Il me demande ensuite de baisser ma blouse pour vérifier ma cicatrice à l'épaule.

— Très bien. Vos cicatrices sont belles, pas de gonflements, pas de suintements, pas de rougeurs. Aucun signe d'infection ou d'inflammation. Elles sont en parfaite voie de guérison.

Il touche ensuite la cicatrice de mon bas ventre et je penche la tête en arrière n'arrivant pas à la regarder. Sa signification étant bien trop douloureuse pour moi. Le médecin remarque ma réaction et me demande innocemment:

— Est-elle douloureuse ?

— Pas physiquement. réponds-je sans le regarder, la tête toujours en arrière.

Je le sens se tendre un peu.

— Comme vous l'avez deviné, nous avons dû vous ouvrir pour récupérer le corps sans vie de votre fils. Je sais qu'il est difficile de l'entendre mais vous devez savoir ce qu'il s'est passé.

J'empoigne les draps dans un espoir de réconfort illusoire sachant que la suite va être très cruelle à entendre.

— La balle s'est logée dans le corps de votre bébé arrêtant instantanément son cœur. Quand vous avez été amené à l'hôpital par l'ambulance, il était déjà mort. Nous avons dû agir vite et le sortir de votre organisme pour ne pas risquer toute aggravation. Nous avons gardé son corps aussi longtemps que nous avons pu mais ne vous réveillant toujours pas du coma, nous avons dû prendre une décision. Nous avons demandé à la personne la plus proche par le sang de faire un choix. Deux choix s'offraient à lui, l'inhumation ou l'incinération. Il a choisi l'incinération.

Un mélange de rage, d'effroi et de détresse se propage en moi.

— Quand vous dites "il" vous désignez ?

— Votre beau-père Raphaël.

A ses mots je suis mortifiée. De savoir qu'il a pris la décision sans demander l'avis d'Andy qui aurait été proche du mien, qu'il détient les cendres de mon bébé alors que nous nous vouons une haine sans limites et qu'il a osé jeter mon fils dans les flammes me révolte au plus haut point.

— Il y a autre chose que vous devez savoir May.

Au ton de sa voix hésitante, je redoute la suite.

— Lorsque la balle vous a touché, elle a endommagé votre utérus et nous avons dû le retirer. Ce qui signifie...

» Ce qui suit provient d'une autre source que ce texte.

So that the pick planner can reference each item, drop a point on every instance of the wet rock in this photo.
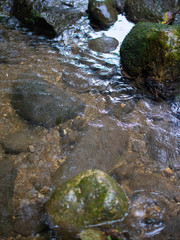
(91, 234)
(19, 141)
(78, 79)
(171, 231)
(176, 19)
(103, 44)
(138, 59)
(30, 217)
(102, 13)
(149, 11)
(159, 147)
(95, 150)
(92, 197)
(46, 17)
(42, 103)
(34, 181)
(7, 176)
(119, 108)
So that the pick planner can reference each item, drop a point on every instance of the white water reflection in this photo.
(119, 30)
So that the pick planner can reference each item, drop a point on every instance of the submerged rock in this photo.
(19, 141)
(7, 177)
(42, 103)
(103, 44)
(48, 17)
(152, 50)
(151, 10)
(102, 12)
(92, 234)
(90, 198)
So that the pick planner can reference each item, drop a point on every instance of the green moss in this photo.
(33, 17)
(90, 198)
(152, 49)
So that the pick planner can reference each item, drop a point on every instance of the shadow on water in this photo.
(122, 131)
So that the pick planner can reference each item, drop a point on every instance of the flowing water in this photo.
(124, 131)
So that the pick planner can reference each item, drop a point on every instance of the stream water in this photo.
(124, 131)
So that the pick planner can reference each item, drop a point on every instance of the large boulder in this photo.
(149, 10)
(102, 12)
(103, 44)
(48, 17)
(90, 198)
(42, 103)
(152, 50)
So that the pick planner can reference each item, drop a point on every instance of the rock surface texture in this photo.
(153, 50)
(90, 198)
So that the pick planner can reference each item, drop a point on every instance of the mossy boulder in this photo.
(102, 13)
(103, 44)
(152, 50)
(149, 10)
(90, 198)
(42, 103)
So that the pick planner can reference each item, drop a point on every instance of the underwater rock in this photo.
(149, 11)
(19, 141)
(90, 198)
(48, 17)
(92, 234)
(152, 50)
(42, 103)
(102, 13)
(7, 177)
(103, 44)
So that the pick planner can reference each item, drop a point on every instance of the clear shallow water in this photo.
(131, 136)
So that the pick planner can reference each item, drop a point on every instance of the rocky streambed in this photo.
(108, 124)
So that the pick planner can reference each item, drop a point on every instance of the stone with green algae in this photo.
(102, 12)
(149, 10)
(92, 234)
(152, 49)
(90, 198)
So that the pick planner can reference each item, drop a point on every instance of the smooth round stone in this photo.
(103, 44)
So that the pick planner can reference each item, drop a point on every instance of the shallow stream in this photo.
(124, 131)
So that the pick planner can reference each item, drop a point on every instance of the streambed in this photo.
(123, 131)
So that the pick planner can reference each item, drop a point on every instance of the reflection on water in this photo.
(122, 131)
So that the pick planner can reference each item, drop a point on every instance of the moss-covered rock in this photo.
(102, 12)
(152, 50)
(90, 198)
(48, 17)
(149, 10)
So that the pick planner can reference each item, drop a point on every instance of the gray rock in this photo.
(7, 177)
(95, 150)
(149, 10)
(102, 13)
(42, 103)
(48, 17)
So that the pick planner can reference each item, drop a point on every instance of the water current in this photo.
(124, 131)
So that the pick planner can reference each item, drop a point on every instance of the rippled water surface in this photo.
(123, 131)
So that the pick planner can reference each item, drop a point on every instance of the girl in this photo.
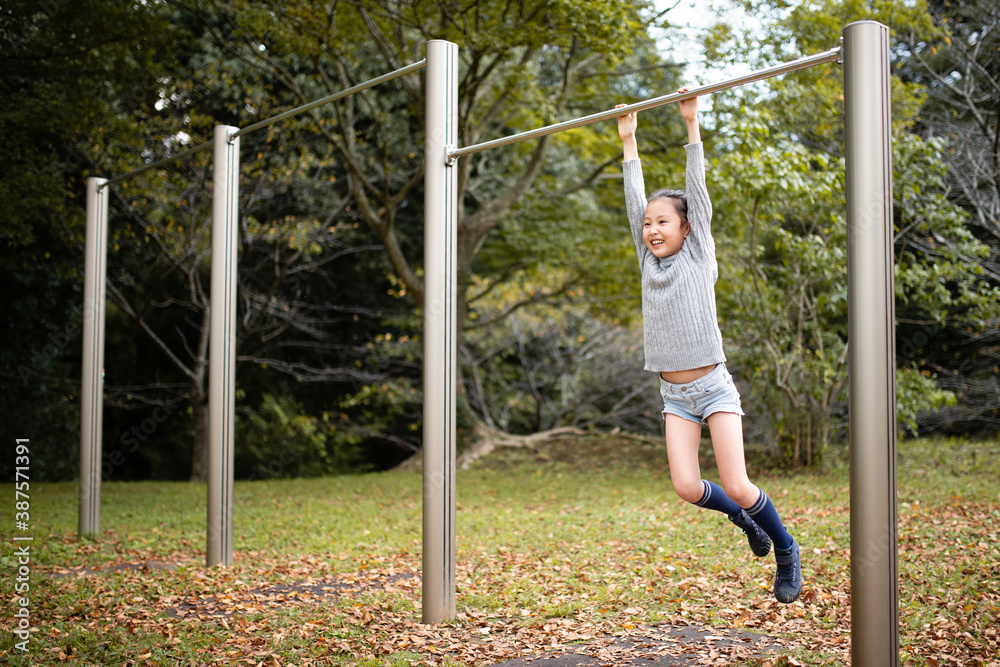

— Que je ne pourrais plus jamais avoir d'enfants. conclus-je aussi sèchement que la guillotine tranche un cou.

Il baisse la tête, n'osant pas affronter mon regard.

Étonnée que cela soit possible, je me sens encore plus détruite que je ne l'étais déjà. Même si je ne désirais pas avoir d'autres enfants sans qu'Ezio en soit le père, me voir retirer cette perspective d'avenir me dévaste. L'idée qu'il m'est désormais impossible de connaître à nouveau la maternité, de ne plus jamais pouvoir ressentir la joie d'un petit être qui grandit en moi, est insupportable. Ébranlée, je me sens asphyxiée, comme si toute l'oxygène avait été drainé de mon être. Mon cœur suffoque. J'ai peut-être survécu physiquement à ce drame mais mon âme, elle, est restée auprès d'Ezio ce soir-là, cristallisée dans le froid de la neige. Je ne sais pas de quoi demain sera fait, ni même si un avenir m'attend, mais je sais que mon désir le plus ardent est de rejoindre ma famille.